After his wife dies, search and rescue commander John West uproots his family, moving with his three children from Boston, Massachusetts to his rural hometown of Turtle Island Bay in Ontario, Canada. In this family drama, John and his kids each cope with their losses and grief in their own ways.

==Cast==
- William Baldwin as John West
- Kathleen Robertson as Charlie Anders, Sarah's sister
- Michelle Nolden as Sarah West, John's deceased wife (narrates her diary and is seen in memories)
- Amalia Williamson as Madelyn "Maddie" West, John and Sarah's oldest child
- Spencer MacPherson as Scout West, John and Sarah's only son
- Taylor Thorne as Taylor West, John and Sarah's youngest child
- Sebastien Roberts as Alex, Charlie's estranged boyfriend
- Evan Marsh as Henry, Maddie's budding love interest
- Eliana Jones as Gwen, friend of Maddie and Henry
- Devyn Nekoda as Allison

== Episodes ==

| No. | Title | Directed by | Written by | Original release date | Canada viewers (millions) |
| 1 | "Que Sera" | Bradley Walsh | Mark Bacci | March 1, 2019 | N/A |
After the death of Sarah West, the family faces some difficult choices, and relocates from Boston to the parents' Canadian hometown to live with Sarah's sister Charlie.
| 2 | "Making Lemonade" | Bradley Walsh | Unknown | March 1, 2019 | N/A |
Charlie's house burns down, so the family moves into a defunct public aquarium. John meets his SAR team, and Maddie attends court-ordered therapy.
| 3 | "Sarah's Stuff" | Gail Harvey | Unknown | March 1, 2019 | N/A |
The family searches Sarah's belongings for keepsakes; John rescues an injured hiker from a forest fire; Charlie needs the signature of her estranged boyfriend Alex in order to collect insurance.
| 4 | "D-U-A-L-I-T-Y" | Gail Harvey | Unknown | March 1, 2019 | N/A |
Taylor is determined to win the school spelling bee; Scout clashes with a wrestling team rival; Maddie discovers her mother's diary and concludes she was cheating on her father with a man named Rick Walker.
| 5 | "12 Months to the Day" | Eleanore Lindo | David Cormican | March 1, 2019 | N/A |
A blown distribution transformer leaves the town powerless and injures two teens playing a sports rivalry prank; Taylor organizes a party for her parents' anniversary; Maddie's wayward friend gets her arrested for shoplifting.
| 6 | "The Little Things" | Eleanore Lindo | Unknown | March 1, 2019 | N/A |
Scout gets kicked off the wrestling team; Taylor is cyberbullied with a video of her fainting while winning the spelling bee; Maddie and Henry share a kiss while playing truth or dare.
| 7 | "The Dividing Line" | Michael McGowan | David Cormican | March 1, 2019 | N/A |
John's team rescue victims of an island plane crash; Scout hides getting kicked off the team from his father; Maddie's attempt to defend Taylor backfires.
| 8 | "The Bear" | Michael McGowan | David Cormican | March 1, 2019 | N/A |
Scout calls on John to help a critically injured bear; Maddie finds a letter to Rick Walker returned to her mother; Taylor makes a friend of her spelling bee rival.
| 9 | "Wake Up" | Bradley Walsh | Unknown | March 1, 2019 | N/A |
John is hurt while rescuing a motocross biker and placed in an induced coma; Alex proposes to Charlie, and asks her to leave Turtle Island Bay.
| 10 | "Dad Knows Best" | Bradley Walsh | Unknown | March 1, 2019 | N/A |
Charlie discovers the truth about Alex; Maddie's determination to find Rick Walker reveals an ugly family secret: he is actually her biological father, and had been blackmailing her mother.

==Production==
The show is produced in Ontario by Don Carmody Television (DCTV).
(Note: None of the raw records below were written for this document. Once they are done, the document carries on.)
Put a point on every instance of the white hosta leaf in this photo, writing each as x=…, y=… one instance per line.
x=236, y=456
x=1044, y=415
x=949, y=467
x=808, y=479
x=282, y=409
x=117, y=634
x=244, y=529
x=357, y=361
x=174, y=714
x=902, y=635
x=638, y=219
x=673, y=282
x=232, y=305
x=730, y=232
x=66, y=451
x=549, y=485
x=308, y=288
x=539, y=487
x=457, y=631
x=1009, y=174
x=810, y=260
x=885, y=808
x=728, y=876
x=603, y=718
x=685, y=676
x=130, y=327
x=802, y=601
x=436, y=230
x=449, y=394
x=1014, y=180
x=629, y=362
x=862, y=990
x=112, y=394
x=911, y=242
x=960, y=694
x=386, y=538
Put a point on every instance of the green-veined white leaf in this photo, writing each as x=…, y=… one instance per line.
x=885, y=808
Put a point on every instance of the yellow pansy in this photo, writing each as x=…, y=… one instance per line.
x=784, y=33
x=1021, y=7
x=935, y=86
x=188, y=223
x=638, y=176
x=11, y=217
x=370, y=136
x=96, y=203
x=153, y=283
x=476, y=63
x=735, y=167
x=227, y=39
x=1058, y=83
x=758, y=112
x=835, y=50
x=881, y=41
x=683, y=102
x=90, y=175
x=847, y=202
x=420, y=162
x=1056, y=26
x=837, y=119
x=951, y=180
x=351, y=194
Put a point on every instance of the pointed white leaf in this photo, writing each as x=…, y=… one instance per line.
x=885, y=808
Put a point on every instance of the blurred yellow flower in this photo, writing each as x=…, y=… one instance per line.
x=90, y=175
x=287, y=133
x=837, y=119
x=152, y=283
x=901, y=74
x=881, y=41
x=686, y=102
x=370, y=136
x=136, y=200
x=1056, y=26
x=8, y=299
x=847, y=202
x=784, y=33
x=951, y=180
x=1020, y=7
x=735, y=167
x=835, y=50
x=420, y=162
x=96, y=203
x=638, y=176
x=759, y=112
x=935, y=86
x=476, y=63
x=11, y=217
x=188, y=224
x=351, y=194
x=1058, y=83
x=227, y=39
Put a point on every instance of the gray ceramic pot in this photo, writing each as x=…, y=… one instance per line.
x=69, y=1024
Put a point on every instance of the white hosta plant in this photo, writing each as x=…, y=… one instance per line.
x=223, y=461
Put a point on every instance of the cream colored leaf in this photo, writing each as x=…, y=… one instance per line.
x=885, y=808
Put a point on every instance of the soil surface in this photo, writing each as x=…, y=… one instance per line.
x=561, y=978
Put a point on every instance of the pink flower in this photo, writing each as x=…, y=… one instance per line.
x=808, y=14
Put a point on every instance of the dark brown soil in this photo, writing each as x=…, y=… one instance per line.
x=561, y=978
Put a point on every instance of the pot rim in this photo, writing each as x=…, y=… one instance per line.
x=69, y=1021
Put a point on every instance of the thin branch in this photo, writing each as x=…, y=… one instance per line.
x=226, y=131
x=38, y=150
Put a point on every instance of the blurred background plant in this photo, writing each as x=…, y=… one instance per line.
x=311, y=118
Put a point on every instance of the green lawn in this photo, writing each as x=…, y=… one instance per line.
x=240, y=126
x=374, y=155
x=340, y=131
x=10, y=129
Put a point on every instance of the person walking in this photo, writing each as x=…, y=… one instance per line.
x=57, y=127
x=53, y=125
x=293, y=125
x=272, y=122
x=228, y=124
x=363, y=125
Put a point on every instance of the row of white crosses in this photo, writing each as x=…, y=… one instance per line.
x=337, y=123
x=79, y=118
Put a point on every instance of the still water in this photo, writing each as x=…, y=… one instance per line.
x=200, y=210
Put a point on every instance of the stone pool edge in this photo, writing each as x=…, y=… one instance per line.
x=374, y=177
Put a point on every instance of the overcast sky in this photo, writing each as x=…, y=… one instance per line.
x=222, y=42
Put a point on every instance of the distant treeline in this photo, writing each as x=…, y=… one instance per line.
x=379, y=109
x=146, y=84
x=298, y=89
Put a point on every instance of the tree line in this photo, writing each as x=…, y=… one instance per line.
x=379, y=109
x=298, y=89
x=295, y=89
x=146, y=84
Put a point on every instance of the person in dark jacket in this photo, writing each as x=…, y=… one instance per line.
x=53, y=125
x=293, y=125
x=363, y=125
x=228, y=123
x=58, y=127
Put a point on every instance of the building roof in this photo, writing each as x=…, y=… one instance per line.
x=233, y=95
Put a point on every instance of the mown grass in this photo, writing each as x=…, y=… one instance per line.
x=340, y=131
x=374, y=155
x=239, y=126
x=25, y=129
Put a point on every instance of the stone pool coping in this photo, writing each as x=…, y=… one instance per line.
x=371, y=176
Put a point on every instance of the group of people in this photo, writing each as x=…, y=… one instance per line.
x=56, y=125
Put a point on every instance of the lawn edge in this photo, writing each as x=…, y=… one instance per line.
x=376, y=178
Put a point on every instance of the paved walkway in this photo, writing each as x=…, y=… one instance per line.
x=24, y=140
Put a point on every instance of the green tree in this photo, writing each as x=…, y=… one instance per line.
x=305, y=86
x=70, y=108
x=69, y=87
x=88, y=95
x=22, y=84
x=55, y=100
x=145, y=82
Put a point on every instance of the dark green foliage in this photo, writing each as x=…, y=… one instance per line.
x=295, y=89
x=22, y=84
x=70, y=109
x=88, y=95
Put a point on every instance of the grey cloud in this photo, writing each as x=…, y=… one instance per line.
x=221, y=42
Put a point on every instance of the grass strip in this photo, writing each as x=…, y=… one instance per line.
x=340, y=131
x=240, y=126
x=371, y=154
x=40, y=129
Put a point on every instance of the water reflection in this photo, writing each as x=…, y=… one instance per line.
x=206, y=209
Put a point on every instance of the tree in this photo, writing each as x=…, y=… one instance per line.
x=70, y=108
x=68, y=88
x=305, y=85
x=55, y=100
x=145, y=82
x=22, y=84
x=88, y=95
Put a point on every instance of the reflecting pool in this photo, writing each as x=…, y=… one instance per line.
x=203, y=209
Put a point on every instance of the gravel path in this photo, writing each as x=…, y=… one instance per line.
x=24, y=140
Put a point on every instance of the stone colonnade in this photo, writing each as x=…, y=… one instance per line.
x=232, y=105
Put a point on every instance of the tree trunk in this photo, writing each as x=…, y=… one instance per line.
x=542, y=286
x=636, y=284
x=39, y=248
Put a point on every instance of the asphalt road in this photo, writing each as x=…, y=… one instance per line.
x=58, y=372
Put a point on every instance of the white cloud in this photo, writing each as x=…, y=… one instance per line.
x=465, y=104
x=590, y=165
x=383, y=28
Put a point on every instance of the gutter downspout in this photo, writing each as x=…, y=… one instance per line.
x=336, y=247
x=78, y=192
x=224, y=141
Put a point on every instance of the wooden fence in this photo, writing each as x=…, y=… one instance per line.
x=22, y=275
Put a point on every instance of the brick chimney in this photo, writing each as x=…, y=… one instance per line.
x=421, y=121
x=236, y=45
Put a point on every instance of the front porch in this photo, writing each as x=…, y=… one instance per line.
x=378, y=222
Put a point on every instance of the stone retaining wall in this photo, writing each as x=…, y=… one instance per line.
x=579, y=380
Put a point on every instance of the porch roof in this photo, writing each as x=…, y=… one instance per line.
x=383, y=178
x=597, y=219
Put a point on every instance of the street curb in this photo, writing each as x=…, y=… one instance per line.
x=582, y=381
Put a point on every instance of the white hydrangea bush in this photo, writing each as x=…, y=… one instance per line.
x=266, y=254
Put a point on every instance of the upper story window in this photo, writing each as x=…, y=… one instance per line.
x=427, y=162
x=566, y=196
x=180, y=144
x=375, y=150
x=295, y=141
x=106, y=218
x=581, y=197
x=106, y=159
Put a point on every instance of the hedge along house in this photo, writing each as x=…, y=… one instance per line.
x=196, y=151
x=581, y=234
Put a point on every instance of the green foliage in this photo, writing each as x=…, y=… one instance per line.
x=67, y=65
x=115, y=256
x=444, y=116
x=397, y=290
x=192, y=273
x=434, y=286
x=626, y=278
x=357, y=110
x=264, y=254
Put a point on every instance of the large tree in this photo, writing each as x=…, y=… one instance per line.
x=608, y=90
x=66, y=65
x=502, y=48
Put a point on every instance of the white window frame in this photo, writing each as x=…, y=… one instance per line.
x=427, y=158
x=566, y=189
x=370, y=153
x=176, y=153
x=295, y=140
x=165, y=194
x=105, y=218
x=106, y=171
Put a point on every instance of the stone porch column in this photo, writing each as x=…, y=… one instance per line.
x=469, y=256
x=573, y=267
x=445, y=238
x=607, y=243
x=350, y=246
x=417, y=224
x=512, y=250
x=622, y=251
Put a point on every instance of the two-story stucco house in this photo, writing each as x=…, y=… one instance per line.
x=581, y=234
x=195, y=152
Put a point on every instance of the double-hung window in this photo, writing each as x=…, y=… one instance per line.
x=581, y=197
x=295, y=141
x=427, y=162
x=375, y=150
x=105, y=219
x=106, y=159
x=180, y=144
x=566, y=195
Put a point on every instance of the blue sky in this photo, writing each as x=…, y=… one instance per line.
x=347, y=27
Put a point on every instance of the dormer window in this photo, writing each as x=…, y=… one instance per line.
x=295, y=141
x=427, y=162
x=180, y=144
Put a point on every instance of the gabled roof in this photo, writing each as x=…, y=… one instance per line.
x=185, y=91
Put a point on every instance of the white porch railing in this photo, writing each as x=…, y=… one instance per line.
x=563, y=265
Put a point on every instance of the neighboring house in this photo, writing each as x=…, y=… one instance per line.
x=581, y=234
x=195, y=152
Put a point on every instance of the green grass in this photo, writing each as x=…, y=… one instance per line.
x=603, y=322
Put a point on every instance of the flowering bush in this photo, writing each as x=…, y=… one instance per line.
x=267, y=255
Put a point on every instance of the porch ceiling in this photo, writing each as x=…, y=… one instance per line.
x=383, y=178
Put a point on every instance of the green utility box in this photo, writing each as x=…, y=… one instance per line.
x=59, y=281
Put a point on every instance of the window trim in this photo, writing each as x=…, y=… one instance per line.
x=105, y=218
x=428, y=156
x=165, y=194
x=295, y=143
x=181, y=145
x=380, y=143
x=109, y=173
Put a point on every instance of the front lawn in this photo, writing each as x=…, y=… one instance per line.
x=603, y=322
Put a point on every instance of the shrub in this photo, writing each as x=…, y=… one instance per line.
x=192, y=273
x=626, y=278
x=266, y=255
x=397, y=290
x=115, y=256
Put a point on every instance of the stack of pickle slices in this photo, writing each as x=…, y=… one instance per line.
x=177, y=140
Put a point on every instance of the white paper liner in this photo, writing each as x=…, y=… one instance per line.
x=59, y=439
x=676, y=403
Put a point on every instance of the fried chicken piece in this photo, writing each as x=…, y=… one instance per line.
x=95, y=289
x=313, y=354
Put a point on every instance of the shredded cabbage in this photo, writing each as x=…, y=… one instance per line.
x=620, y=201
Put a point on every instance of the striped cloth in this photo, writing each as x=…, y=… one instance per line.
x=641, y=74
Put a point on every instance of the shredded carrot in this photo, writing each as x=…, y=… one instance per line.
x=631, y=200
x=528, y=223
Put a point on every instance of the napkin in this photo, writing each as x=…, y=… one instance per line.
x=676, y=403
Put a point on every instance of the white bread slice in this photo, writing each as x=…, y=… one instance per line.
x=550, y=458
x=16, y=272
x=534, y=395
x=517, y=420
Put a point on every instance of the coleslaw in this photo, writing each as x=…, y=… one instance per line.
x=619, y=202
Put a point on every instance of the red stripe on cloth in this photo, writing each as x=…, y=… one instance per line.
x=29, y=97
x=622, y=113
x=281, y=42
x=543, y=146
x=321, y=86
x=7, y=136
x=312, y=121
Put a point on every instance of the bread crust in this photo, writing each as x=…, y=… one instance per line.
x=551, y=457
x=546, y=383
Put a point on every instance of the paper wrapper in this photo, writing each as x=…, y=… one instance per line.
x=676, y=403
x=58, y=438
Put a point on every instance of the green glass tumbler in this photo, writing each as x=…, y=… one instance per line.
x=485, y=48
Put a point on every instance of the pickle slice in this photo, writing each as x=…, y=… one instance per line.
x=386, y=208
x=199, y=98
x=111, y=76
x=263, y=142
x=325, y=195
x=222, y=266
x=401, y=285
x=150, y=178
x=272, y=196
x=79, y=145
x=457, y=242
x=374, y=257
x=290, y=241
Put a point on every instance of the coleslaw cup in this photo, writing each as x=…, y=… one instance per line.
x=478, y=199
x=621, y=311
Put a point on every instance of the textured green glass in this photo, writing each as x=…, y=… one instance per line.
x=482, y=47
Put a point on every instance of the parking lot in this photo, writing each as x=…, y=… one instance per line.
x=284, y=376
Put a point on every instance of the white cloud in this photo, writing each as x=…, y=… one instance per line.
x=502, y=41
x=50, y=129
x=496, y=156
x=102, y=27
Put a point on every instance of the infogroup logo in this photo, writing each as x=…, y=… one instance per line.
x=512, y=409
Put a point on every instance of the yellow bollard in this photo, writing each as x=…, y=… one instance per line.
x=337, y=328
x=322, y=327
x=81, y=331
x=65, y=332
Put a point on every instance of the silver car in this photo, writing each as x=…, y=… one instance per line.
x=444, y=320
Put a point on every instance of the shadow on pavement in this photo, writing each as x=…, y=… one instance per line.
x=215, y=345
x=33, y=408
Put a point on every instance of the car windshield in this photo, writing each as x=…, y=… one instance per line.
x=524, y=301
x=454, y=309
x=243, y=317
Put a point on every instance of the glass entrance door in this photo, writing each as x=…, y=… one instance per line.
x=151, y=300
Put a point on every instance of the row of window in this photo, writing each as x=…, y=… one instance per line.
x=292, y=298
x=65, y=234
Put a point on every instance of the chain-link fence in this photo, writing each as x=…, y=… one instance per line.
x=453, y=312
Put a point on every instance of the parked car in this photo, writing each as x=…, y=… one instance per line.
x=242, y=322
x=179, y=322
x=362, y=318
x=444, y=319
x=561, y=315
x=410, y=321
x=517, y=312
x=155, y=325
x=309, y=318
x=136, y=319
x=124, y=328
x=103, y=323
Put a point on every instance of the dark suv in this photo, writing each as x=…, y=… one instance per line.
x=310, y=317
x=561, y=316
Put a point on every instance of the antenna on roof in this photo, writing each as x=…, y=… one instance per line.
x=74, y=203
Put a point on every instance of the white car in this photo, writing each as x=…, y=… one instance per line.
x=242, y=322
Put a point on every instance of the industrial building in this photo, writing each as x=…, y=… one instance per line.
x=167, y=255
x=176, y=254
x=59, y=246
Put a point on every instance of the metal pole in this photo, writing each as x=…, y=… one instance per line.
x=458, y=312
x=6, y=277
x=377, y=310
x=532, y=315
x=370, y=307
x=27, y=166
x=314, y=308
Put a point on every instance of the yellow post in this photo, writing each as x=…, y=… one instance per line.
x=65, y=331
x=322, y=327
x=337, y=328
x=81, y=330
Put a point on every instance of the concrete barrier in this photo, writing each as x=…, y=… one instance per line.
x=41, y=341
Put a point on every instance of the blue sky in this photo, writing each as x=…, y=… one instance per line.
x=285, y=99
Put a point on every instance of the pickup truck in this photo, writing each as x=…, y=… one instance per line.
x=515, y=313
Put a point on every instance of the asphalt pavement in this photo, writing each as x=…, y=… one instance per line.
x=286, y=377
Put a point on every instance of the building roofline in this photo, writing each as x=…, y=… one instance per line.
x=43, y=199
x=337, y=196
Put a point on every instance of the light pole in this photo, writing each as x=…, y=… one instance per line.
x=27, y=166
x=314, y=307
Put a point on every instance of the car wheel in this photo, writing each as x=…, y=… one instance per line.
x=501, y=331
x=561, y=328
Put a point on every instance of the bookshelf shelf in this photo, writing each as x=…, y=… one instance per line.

It is streamed in Canada on CBC Television's CBC Gem service and distributed internationally on Netflix.

The first season of 10 episodes debuted on both services on March 1, 2019. Northern Rescue was filmed in Parry Sound, a town in Ontario, and in Toronto, Canada.

==Reception==
The series received limited critic reviews in the United States, and reactions of both critics and audience members was mixed. As of the end of 2023, there has been no word about the show's demise or return of the series since the hiatus because of the Covid pandemic.